Mullan gets off a fist pump on the point that Ishiguro “was not on the list of bookies’ favorites being touted in the press,” and also points out that the Swedish Academy’s mandate in the Nobel for Literature is to award “the most outstanding work in an ideal direction.”
However faithful that translation might be, it does indicate something of the academy voters’ thinking: many commentators are hailing Ishiguro’s fidelity to his themes.
Michiko Kakutani, whom many of us wish still was chief book critic for The New York Times, helpfully points us toward her reviews of Never Let Me Go and The Remains of the Day.
About Never Let Me Go, she writes in 2005, “Like the author’s last novel (When We Were Orphans), Never Let Me Go is marred by a slapdash, explanatory ending that recalls the stilted, tie-up-all-the loose-ends conclusion of Hitchcock’s Psycho.

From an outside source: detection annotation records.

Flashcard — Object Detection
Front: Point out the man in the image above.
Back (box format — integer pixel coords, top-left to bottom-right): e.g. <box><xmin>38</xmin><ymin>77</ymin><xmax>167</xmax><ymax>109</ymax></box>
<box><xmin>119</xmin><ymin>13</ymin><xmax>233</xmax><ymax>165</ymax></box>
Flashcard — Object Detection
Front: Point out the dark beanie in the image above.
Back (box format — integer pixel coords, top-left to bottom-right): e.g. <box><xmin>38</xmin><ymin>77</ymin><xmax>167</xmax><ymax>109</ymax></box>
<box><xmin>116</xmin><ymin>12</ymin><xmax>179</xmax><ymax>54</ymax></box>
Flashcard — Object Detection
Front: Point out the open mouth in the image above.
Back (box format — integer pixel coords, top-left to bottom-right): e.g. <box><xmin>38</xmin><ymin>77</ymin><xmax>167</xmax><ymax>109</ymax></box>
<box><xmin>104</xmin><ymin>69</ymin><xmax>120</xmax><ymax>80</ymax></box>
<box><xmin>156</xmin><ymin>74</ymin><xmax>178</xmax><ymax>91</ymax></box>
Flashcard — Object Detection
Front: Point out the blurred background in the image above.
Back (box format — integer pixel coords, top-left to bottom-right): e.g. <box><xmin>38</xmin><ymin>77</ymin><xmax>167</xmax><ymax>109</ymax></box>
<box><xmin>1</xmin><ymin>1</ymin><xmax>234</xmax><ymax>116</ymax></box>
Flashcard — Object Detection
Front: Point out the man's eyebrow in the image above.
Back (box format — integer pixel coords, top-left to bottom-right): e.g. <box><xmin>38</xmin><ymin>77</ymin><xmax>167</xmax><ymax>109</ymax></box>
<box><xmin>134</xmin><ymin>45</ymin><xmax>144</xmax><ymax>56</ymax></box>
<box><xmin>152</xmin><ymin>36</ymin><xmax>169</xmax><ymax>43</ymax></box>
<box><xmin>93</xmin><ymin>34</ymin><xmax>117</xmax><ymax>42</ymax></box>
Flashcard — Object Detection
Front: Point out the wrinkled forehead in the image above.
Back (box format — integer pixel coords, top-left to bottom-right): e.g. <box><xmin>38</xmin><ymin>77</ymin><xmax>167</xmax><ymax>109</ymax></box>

The remainder of the book, however, is a Gothic tour de force that showcases the same gifts that made Mr. Ishiguro’s 1989 novel, The Remains of the Day, such a cogent performance.”
And about The Remains of the Day, she writes in 1989, “Mr. Ishiguro is able to create a portrait of the man [Stevens] that is uncompromisingly tough, and at the same time elegiac. He shows us the consequences of both emotional repression and misplaced loyalty, the costs of blindly holding onto values formed by another age. The result is an intricate and dazzling novel.”
Again at the Times, Alexandra Alter and Dan Bilefsky write that Ishiguro has sold 2.5 million copies of his novels in the States. Wood and Onwuemezi tell us that in the UK, he’s sold 1.67 million copies through Nielsen BookScan’s Total Consumer Market gauge.
Alter and Bilefsky report that Ishiguro is the 29th English-language author to win the prize and has the rare distinction of being commercially successful.
“Of the 114 winners who have received the prize since it was first awarded in 1901,” they add, “14 have been women.”
In a new piece at the New Republic, Alex Shephard sees a trend that connects Ishiguro, Dylan and the 2015 laureate, poet Svetlana Alexievich: “The Nobel is casting off its elitist reputation…It’s heartening to see a 116-year-old prize reinvent itself. This is a good development if kept in moderation…The danger is that the Nobel will lose its most important function, which is to dispassionately select the best writers from across the globe.”
And it’s important to listen again to Ishiguro, himself, from that park-bench news conference video, to get a sense for what the artist would like us to make of the recognition that Sweden has bestowed on him:
“I hope that some of the themes I’ve tried to tackle in my work about history, about not just personal memory but about how countries and nations and communities remember their past–and how often they bury the uncomfortable memories from the past–I hope that these kinds of themes will actually be in some small way helpful to the climate we have at the moment because we’ve entered a very uncertain time in the world.”